Comment s’est passée la transition entre les deux emplois ?
Donc en fait, j’ai cumulé les deux pendant quatre ans. Il n’y a pas eu de transition nette. Moi j’ai pu faire ça pendant et pour le coup c’était quand même la meilleure configuration. J’étais déjà à 80% sur les dernières années, environ depuis 2009. Ensuite j’ai augmenté le nombre de mesures. Je suis passé à un temps de travail à 50%, ce qui m’a permis de monter encore en capacité de mesure. Et donc en 2019 j’ai fait le choix de partir.

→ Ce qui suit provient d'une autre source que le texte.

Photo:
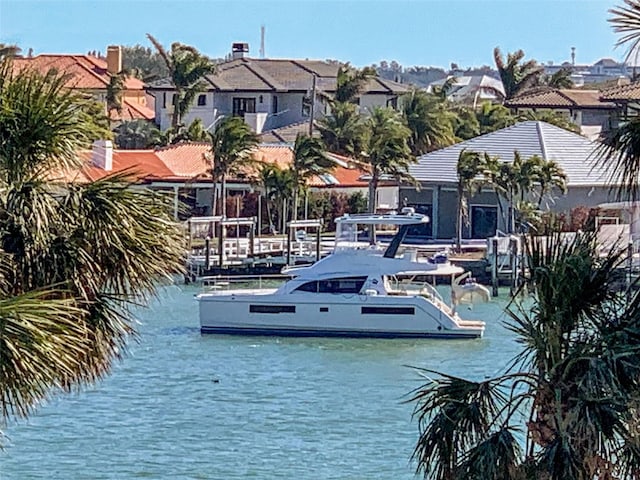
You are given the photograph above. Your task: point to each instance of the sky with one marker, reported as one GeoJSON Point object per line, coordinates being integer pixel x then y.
{"type": "Point", "coordinates": [362, 32]}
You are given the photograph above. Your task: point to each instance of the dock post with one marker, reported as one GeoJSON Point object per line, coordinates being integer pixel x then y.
{"type": "Point", "coordinates": [494, 267]}
{"type": "Point", "coordinates": [629, 269]}
{"type": "Point", "coordinates": [513, 260]}
{"type": "Point", "coordinates": [318, 234]}
{"type": "Point", "coordinates": [207, 253]}
{"type": "Point", "coordinates": [252, 239]}
{"type": "Point", "coordinates": [289, 242]}
{"type": "Point", "coordinates": [220, 244]}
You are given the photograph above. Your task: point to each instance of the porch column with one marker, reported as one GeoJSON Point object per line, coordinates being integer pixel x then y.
{"type": "Point", "coordinates": [435, 207]}
{"type": "Point", "coordinates": [176, 202]}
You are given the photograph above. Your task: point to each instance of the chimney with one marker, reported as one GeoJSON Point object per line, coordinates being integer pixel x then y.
{"type": "Point", "coordinates": [238, 50]}
{"type": "Point", "coordinates": [102, 154]}
{"type": "Point", "coordinates": [114, 59]}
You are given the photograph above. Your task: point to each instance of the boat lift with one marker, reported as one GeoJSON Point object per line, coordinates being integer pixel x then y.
{"type": "Point", "coordinates": [298, 228]}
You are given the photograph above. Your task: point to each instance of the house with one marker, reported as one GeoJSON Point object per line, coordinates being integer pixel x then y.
{"type": "Point", "coordinates": [626, 97]}
{"type": "Point", "coordinates": [587, 180]}
{"type": "Point", "coordinates": [183, 170]}
{"type": "Point", "coordinates": [268, 93]}
{"type": "Point", "coordinates": [473, 89]}
{"type": "Point", "coordinates": [585, 108]}
{"type": "Point", "coordinates": [603, 70]}
{"type": "Point", "coordinates": [92, 74]}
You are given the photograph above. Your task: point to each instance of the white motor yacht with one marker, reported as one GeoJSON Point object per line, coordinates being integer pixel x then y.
{"type": "Point", "coordinates": [359, 290]}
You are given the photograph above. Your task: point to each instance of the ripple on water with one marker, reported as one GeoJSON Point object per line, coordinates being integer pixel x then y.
{"type": "Point", "coordinates": [183, 405]}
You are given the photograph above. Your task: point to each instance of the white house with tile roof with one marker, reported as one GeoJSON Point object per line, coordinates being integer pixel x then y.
{"type": "Point", "coordinates": [268, 93]}
{"type": "Point", "coordinates": [587, 180]}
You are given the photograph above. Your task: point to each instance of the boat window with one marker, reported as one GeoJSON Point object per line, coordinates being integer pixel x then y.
{"type": "Point", "coordinates": [308, 287]}
{"type": "Point", "coordinates": [272, 308]}
{"type": "Point", "coordinates": [341, 285]}
{"type": "Point", "coordinates": [388, 310]}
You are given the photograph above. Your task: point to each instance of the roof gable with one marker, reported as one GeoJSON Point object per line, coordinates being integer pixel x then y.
{"type": "Point", "coordinates": [574, 153]}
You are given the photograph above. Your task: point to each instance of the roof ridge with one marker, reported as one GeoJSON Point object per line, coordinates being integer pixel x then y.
{"type": "Point", "coordinates": [264, 76]}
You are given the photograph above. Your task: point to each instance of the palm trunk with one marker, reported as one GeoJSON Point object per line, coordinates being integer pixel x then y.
{"type": "Point", "coordinates": [373, 189]}
{"type": "Point", "coordinates": [459, 220]}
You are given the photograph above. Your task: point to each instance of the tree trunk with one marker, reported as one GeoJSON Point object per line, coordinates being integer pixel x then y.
{"type": "Point", "coordinates": [459, 220]}
{"type": "Point", "coordinates": [373, 189]}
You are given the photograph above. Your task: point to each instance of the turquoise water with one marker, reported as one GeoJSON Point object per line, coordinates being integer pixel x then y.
{"type": "Point", "coordinates": [182, 405]}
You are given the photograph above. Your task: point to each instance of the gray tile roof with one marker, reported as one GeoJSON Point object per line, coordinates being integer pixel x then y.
{"type": "Point", "coordinates": [574, 153]}
{"type": "Point", "coordinates": [251, 74]}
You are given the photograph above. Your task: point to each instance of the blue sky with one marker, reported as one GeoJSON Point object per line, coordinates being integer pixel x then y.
{"type": "Point", "coordinates": [363, 32]}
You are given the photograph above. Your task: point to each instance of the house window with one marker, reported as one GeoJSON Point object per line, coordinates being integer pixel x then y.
{"type": "Point", "coordinates": [243, 105]}
{"type": "Point", "coordinates": [484, 221]}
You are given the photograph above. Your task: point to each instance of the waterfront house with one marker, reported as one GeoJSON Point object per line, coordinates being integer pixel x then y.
{"type": "Point", "coordinates": [586, 108]}
{"type": "Point", "coordinates": [471, 89]}
{"type": "Point", "coordinates": [587, 183]}
{"type": "Point", "coordinates": [268, 93]}
{"type": "Point", "coordinates": [91, 74]}
{"type": "Point", "coordinates": [183, 170]}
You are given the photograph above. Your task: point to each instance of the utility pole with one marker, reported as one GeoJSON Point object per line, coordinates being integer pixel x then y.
{"type": "Point", "coordinates": [313, 105]}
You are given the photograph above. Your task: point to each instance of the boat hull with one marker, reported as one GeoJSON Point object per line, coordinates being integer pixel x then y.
{"type": "Point", "coordinates": [331, 315]}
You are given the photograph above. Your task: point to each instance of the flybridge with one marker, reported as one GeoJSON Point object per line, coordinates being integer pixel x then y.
{"type": "Point", "coordinates": [407, 217]}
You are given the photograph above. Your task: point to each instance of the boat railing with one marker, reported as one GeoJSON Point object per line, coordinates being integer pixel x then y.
{"type": "Point", "coordinates": [214, 283]}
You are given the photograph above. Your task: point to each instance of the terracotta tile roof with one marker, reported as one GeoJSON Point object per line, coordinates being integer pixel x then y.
{"type": "Point", "coordinates": [287, 134]}
{"type": "Point", "coordinates": [187, 160]}
{"type": "Point", "coordinates": [133, 111]}
{"type": "Point", "coordinates": [340, 177]}
{"type": "Point", "coordinates": [563, 98]}
{"type": "Point", "coordinates": [86, 72]}
{"type": "Point", "coordinates": [624, 93]}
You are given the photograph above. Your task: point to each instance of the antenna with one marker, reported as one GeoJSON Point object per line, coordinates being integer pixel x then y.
{"type": "Point", "coordinates": [261, 41]}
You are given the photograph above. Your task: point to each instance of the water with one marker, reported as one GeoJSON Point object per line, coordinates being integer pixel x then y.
{"type": "Point", "coordinates": [187, 406]}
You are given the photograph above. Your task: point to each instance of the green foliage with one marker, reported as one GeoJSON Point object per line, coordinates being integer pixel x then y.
{"type": "Point", "coordinates": [572, 393]}
{"type": "Point", "coordinates": [74, 259]}
{"type": "Point", "coordinates": [138, 134]}
{"type": "Point", "coordinates": [232, 145]}
{"type": "Point", "coordinates": [144, 63]}
{"type": "Point", "coordinates": [186, 67]}
{"type": "Point", "coordinates": [430, 121]}
{"type": "Point", "coordinates": [386, 152]}
{"type": "Point", "coordinates": [516, 77]}
{"type": "Point", "coordinates": [343, 131]}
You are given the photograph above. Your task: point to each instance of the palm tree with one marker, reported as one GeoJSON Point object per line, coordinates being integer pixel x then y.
{"type": "Point", "coordinates": [114, 93]}
{"type": "Point", "coordinates": [470, 167]}
{"type": "Point", "coordinates": [278, 186]}
{"type": "Point", "coordinates": [492, 117]}
{"type": "Point", "coordinates": [187, 67]}
{"type": "Point", "coordinates": [343, 131]}
{"type": "Point", "coordinates": [550, 175]}
{"type": "Point", "coordinates": [309, 160]}
{"type": "Point", "coordinates": [626, 21]}
{"type": "Point", "coordinates": [387, 152]}
{"type": "Point", "coordinates": [350, 82]}
{"type": "Point", "coordinates": [74, 258]}
{"type": "Point", "coordinates": [430, 122]}
{"type": "Point", "coordinates": [516, 77]}
{"type": "Point", "coordinates": [232, 146]}
{"type": "Point", "coordinates": [566, 409]}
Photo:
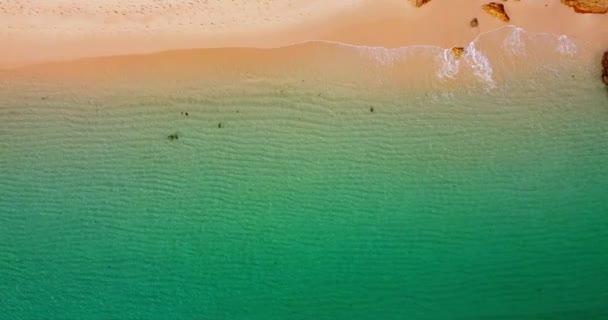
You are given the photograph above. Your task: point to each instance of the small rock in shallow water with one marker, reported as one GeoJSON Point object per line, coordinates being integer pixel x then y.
{"type": "Point", "coordinates": [588, 6]}
{"type": "Point", "coordinates": [457, 52]}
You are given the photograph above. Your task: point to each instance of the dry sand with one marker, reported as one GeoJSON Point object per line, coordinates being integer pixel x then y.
{"type": "Point", "coordinates": [31, 32]}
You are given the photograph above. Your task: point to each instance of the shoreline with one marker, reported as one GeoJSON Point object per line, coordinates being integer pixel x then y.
{"type": "Point", "coordinates": [388, 24]}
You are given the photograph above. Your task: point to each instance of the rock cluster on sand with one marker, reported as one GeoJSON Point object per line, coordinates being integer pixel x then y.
{"type": "Point", "coordinates": [605, 68]}
{"type": "Point", "coordinates": [588, 6]}
{"type": "Point", "coordinates": [419, 3]}
{"type": "Point", "coordinates": [457, 52]}
{"type": "Point", "coordinates": [496, 9]}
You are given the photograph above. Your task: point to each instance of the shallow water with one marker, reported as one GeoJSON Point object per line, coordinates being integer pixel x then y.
{"type": "Point", "coordinates": [468, 203]}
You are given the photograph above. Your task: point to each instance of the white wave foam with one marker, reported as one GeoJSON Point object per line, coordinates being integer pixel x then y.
{"type": "Point", "coordinates": [480, 64]}
{"type": "Point", "coordinates": [450, 65]}
{"type": "Point", "coordinates": [380, 55]}
{"type": "Point", "coordinates": [566, 46]}
{"type": "Point", "coordinates": [514, 43]}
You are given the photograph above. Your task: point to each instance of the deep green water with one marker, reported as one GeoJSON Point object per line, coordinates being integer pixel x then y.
{"type": "Point", "coordinates": [307, 205]}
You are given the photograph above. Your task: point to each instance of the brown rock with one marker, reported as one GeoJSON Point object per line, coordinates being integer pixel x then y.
{"type": "Point", "coordinates": [496, 9]}
{"type": "Point", "coordinates": [419, 3]}
{"type": "Point", "coordinates": [588, 6]}
{"type": "Point", "coordinates": [457, 52]}
{"type": "Point", "coordinates": [605, 67]}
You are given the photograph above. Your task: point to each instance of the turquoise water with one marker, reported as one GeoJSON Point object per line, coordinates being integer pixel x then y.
{"type": "Point", "coordinates": [467, 204]}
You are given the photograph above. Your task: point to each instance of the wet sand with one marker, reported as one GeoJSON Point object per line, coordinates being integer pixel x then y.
{"type": "Point", "coordinates": [89, 31]}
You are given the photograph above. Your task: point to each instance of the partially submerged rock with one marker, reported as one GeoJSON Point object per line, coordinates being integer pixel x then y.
{"type": "Point", "coordinates": [419, 3]}
{"type": "Point", "coordinates": [496, 9]}
{"type": "Point", "coordinates": [605, 68]}
{"type": "Point", "coordinates": [458, 52]}
{"type": "Point", "coordinates": [474, 23]}
{"type": "Point", "coordinates": [588, 6]}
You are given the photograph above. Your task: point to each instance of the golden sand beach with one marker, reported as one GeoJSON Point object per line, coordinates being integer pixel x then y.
{"type": "Point", "coordinates": [64, 30]}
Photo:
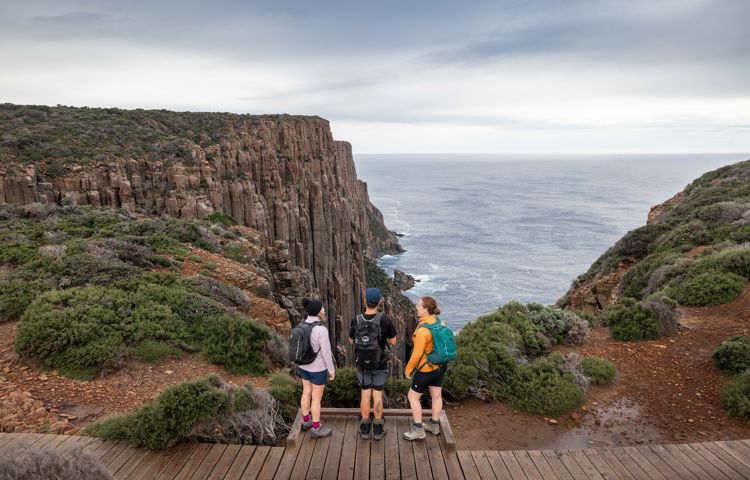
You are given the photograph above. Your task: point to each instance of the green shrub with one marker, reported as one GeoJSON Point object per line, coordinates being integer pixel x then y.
{"type": "Point", "coordinates": [287, 392]}
{"type": "Point", "coordinates": [710, 288]}
{"type": "Point", "coordinates": [172, 415]}
{"type": "Point", "coordinates": [736, 396]}
{"type": "Point", "coordinates": [630, 320]}
{"type": "Point", "coordinates": [541, 388]}
{"type": "Point", "coordinates": [600, 370]}
{"type": "Point", "coordinates": [733, 355]}
{"type": "Point", "coordinates": [152, 350]}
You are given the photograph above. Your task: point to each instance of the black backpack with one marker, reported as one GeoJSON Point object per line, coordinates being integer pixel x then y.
{"type": "Point", "coordinates": [300, 348]}
{"type": "Point", "coordinates": [368, 354]}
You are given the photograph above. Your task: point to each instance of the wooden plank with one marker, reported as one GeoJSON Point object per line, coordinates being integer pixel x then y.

Avez-vous eu des hésitations au fur et à mesure de l’avancement ?
C’est vrai que je quittais un emploi de fonctionnaire avec tout ce que cela représente. Effectivement, on avait pas mal de congés, on n’était pas super bien payés à l’époque, aujourd’hui ce n’est plus le cas. Mais j’avais quand même beaucoup d’avantages : un super comité d’entreprise. Je suis passée d’un statut de fonctionnaire à un statut de travailleur indépendant avec tout ce que cela représente, pas de sécurité sociale, peu de cotisations chômage. C’était plus précaire en condition de travail pour le coup.
A-t-il un lien entre le métier d’éducateur spécialisé et le métier de mandataire judiciaire à la protection des majeurs ?
Ce qui fait le lien entre les deux métiers c’est l’accompagnement que j’y mets. C’est certes un mandat de justice qui est imposé mais c’est un public que je connais. Je sais l’approcher, l’accompagner. Donc ça reste des personnes avec les mêmes difficultés c’est-à-dire que je peux être amenée à être la tutrice de personnes dans le foyer de vie dans lequel j’ai travaillé. Mes compétences d’éducateur spécialisé m’aident dans la relation et dans l’accompagnement, je pense que c’est un énorme plus.
Comment vivez-vous au quotidien ce métier ? Quels changements dans votre vie ?
C’est un travail où l’on est beaucoup seul. On a effectivement fait le choix de se regrouper de manière informelle avec d’autres mandataires. Si tu ne cherches pas un peu de compagnie, tu es autonome en fait. Quand on est nommée mandataire indépendante, on est nommé en notre nom propre on ne peut pas mutualiser avec d’autres. On se regroupe pour les mois et demi ou tous les deux mois et on parle des difficultés de l’on rencontre pour prendre un peu de recul sur ce que l’on fait. C’est un métier lourd, il y a des situations qui sont lourdes à gérer.
Pensez-vous à une autre reconversion ?
Parfois j’y pense quand j’en ai maire. Mais en même temps je ne sais pas si je sais faire autre chose d’autre. Je n’ai pas fait de bilan de compétence lors de ma reconversion professionnelle D’où l’intérêt aujourd’hui d’un bilan de compétence qui m’offrirait peut-être une piste de travail à laquelle je n’ai pas du tout réfléchi. Mais au fond je crois que c’est ce que j’aime travailler avec les gens mais c’est aussi ce qui est lourd dans ce métier.